Another option that I meant to mention is
having the jsps that are hit initially (probably only one in our case), do a
check for JDK 1.4 (assuming there’s a decent, inexpensive way to do this –
check a system property?) If the appserver is not running 1.4, then send a
meaningful message to the client that the app requires 1.4 (contact your
administrator, whatever)
This doesn’t address finding out
before the first client hits the appserver. But anyone deploying the war will
at least connect to the app once, at which time they will see a nice clear
message in their browser, not buried in some appserver log file, or scrolled
off the window where some appservers display stdout.
What do you think about the two
approaches? How about both?
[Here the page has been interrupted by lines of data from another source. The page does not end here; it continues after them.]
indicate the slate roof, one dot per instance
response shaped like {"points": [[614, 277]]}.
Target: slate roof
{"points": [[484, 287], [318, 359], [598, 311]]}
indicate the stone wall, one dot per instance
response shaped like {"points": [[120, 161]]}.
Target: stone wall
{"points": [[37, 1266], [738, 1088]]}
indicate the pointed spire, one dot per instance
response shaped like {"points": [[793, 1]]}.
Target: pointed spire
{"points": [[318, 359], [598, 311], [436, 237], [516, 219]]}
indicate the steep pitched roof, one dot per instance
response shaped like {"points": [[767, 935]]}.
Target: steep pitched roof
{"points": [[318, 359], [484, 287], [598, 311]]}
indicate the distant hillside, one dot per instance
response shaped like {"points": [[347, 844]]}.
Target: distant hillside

You could do the jsp message for the user and also
have a servlet init check the jdk version (via system property?) and print a
message if it fails, with or without throwing ServletException (if your jsp can
run without the servlet in place).
From: Herbers, Joe
[mailto:herbers@xxxxxxx]
Sent: Wednesday, September 01,
2004 3:48 PM
To: users@xxxxxxxxxx
Subject: [cinjug-users] WebApps:
how not to deploy?
Let’s say you have a web application that requires
Java 1.4. Is there a good way to prevent it from deploying on an
appserver if the appserver is only running 1.3?
What I’ve noticed by default on at least one appserver
is that you won’t see an issue till a client hits a JSP page that
references a class file, at which point the client gets a message like
“The major.minor version '48.0' is too recent for this tool to
understand.”
This isn’t very clear! Rather than this
appearing to the first user who hits the server, we’re thinking perhaps
it would be better to print an error message on startup. However, since
the output may be buried in a log file somewhere (for example on Oracle
9i’s AppServer) it seems like the only way to get attention is to prevent
deployment of the war as well. What do you think?